MeteoSwiss-APN / dawn

Compiler toolchain to enable generation of high-level DSLs for geophysical fluid dynamics models
MIT License
28 stars 30 forks source link

Remove compound assignments and increment/decrement ops from IIR #721

Open Stagno opened 4 years ago

Stagno commented 4 years ago

They are syntactic sugar, only useful at DSL level. Currently they are treated as special cases in IIR. GTClang/gt4py can do the translation.

Example:

i *= q;    => i = i * q;
++i;       => i = i + 1;

This would allow PassRemoveScalars to run also for Cartesian (see https://github.com/MeteoSwiss-APN/dawn/pull/698/files ).

twicki commented 4 years ago

Well, these operations are common among languages. Restricting the SIR seems to restring SIR-users (aka front end developers). If it causes problems internally I would strongly advise only removing it in IIR and forward

Stagno commented 4 years ago

I think the purpose of an intermediate representation is to be convenient for semantic analysis, having two ways to represent the same operation is not good. That means that syntactic sugar (which is certainly handy for a developer who writes in the DSL) should go away in the DSL->HIR lowering (otherwise why keep an HIR at all?). I don't think that front end developers are restricted, it's just a matter of applying an extremely simple transformation to get to a common representation.

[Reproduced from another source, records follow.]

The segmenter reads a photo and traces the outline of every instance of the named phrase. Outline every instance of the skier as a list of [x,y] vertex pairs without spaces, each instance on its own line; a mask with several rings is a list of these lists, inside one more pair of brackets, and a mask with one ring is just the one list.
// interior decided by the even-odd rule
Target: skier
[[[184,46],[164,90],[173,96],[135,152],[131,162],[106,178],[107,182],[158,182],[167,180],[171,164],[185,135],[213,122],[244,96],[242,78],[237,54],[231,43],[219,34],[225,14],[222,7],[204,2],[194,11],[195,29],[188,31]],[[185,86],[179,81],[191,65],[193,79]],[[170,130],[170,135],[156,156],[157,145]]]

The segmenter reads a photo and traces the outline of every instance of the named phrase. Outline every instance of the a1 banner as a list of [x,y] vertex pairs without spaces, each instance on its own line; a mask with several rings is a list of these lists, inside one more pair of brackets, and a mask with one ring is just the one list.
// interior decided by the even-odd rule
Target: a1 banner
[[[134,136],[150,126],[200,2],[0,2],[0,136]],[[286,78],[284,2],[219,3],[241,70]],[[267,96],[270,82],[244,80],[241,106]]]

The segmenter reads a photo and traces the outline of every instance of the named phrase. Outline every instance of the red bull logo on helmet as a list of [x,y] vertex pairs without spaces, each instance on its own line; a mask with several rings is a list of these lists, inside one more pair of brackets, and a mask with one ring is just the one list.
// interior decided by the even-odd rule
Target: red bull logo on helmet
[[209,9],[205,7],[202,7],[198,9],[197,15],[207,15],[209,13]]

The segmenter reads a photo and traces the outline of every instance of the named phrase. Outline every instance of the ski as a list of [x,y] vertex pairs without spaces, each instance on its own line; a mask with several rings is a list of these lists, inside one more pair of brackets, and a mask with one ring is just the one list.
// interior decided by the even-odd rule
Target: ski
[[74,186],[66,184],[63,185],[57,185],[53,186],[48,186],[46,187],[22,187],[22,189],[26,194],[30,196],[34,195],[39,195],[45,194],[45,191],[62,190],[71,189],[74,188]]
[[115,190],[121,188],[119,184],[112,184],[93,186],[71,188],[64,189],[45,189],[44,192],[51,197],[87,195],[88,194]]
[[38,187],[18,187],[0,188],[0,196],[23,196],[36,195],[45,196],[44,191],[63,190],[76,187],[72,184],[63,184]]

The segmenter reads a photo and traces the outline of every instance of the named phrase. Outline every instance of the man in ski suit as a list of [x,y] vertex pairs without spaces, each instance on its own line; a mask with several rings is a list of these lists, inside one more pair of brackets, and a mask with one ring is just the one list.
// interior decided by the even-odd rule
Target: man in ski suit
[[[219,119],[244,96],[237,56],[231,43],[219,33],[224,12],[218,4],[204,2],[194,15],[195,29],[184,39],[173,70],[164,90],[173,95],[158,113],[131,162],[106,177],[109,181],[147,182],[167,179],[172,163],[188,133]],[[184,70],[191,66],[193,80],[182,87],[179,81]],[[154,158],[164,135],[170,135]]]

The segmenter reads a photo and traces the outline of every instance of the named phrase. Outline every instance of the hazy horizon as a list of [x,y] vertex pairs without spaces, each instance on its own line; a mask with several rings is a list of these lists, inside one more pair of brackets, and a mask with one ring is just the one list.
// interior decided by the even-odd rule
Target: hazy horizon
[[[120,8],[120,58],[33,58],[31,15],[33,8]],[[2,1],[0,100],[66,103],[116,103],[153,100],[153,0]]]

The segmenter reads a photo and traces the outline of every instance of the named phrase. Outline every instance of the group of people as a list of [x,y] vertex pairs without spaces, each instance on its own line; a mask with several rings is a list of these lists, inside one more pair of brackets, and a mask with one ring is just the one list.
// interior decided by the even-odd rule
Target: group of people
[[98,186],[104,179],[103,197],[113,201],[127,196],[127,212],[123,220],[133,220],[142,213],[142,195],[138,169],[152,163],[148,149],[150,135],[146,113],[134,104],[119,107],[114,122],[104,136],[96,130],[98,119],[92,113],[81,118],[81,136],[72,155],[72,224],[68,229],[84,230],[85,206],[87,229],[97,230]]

havogt commented 4 years ago

these operations are common among languages

This is not a strong argument in my opinion. We should think if there is semantic difference between a += b and a = a + b at the SIR level. If yes, we should keep it, if no, we should remove it.

In C++:

The behavior of an expression of the form E1 op = E2 is equivalent to E1 = E1 op E2 except that E1 is evaluated only once.

Is "evaluated only once" relevant for us?

In Python:

An augmented assignment expression like x += 1 can be rewritten as x = x + 1 to achieve a similar, but not exactly equal effect. In the augmented version, x is only evaluated once. Also, when possible, the actual operation is performed in-place, meaning that rather than creating a new object and assigning that to the target, the old object is modified instead.

Which adds the point of re-using a variable (which is implicit in C++).

Personally, I would go for removing them as a) I don't see that we will exploit the semantic difference of the two ways of expressing assignments; b) it simplifies our internals. If we need the semantic difference later, adding them back seems easier, as our current implementation doesn't take the difference into account and will most likely be wrong anyway.

BenWeber42 commented 4 years ago

Some aspects we need to consider (tried to order them by importance):

  1. Should SIR not support compound assignments and increment/decrement ops at all? Or should it support them, but remove them at some point as a pass?

For front-ends that want to expose a language that has these features, it could make a big difference. On the other hand, it might not necessarily be so easy to remove them in our compiler.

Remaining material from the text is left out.